Typically, high growth = high risk and high risk = high yield. So when you have a bunch of assets earning next to nothing, you need to find risk, which in turn generates yield. As a result, you either need to find companies that are growing or find companies that are troubled and willing to pay a premium for investment. It makes sense.
What doesn’t make sense is that investors seem to be chasing growth in irrational ways.
Let’s start with private company values relative to their public company peers. There are four Unicorns that touch local commerce in some way – Blue Apron, Instacart, Eventbrite and Thumbtack. If we take their combined value (assuming the media is right which I realize can be dangerous), these companies are collectively valued at about $7 billion. Again, based on articles, they have collective revenues of about $600 million and are losing about as much annually. If you compare them against the four local commerce public companies (GrubHub, Groupon, OpenTable, and Yelp), their enterprise value is about the same at $7 billion. But, collectively, the four public companies generate about $4.5 billion in revenue and produce about $600 million in EBITDA.
How can that be? Clearly the answer is growth. The four public companies are growing about 20% in the aggregate, and the four private companies are growing at about 100% a year. Again, on the surface it makes sense.
But when you dig deeper, the math doesn’t add up. As we all know, small things grow faster on a percentage basis than large things. In other words, it’s easier to grow at 100% a year when you’re revenues are a hundred dollars then when your revenues are a hundred million dollars. Growth rates slow with size and scale.
As a result, let’s say those four private companies that are growing 100% a year decelerate by 20% a year – from 100% to 80% to 60% to 40% to 20% where they level off just like their public company peers.

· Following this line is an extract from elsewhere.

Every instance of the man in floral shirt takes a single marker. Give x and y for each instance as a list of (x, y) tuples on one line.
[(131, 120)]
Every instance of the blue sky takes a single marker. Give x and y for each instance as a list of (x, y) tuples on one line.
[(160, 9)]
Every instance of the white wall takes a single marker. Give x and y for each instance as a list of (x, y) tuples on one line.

And let’s also assume the four public companies, as a group, continue to grow at 20% a year. Where will both be in five years?
In 2020, the private guys would be generating about $6 billion in sales in the aggregate, and the public companies would be at about $11 billion. But that’s only half the story.
The real dilemma for investors lies not in revenue growth, but in EBITDA growth that is depressed by marketing and SG&A investments.
Growth in e-commerce doesn’t fall from the trees. Unicorns are investing heavily in growth, which is why they’re losing so much money. To get those 100%+ growth rates, they’re incurring losses by investing in marketing, sales and price discounts. They’re fueling their growth by over-investing at this stage in their life cycle; presumably because the underlying economics of their cohorts tells them they should.
But at some point, they’re going to have to make money and generate cash. And at that point, they will have to detox from those investments as their growth rates suffer.
When Groupon was investing over $700 million a year in marketing, we were growing really fast. When we dialed that down to $200 million a year, our growth rate slowed.
Finding the right balance is tricky, but overpaying for growth when it’s largely fueled by hyperactive investments that can’t be sustained in perpetuity is even trickier.
Now I’m not saying all Unicorns are overvalued. To the contrary, there are a ton of great Unicorns. And when a Unicorn is growing really fast without over-investing in marketing – when the growth is largely organic – it can be incredibly lucrative to invest even at a high valuation.
But you have to understand the underlying impetus driving growth.
Cash can be an inorganic over-stimulant to growth. As long as you can keep pouring cash into the top of the funnel, growth comes out the bottom. But as soon as you are forced to be rational and not over-invest, which is inevitable unless companies can endlessly raise money at increasingly higher valuations, the music has to stop and the party has to end.
It’s at that point that growth investors may wish they had bought a good old fashioned horse instead of chasing Unicorns.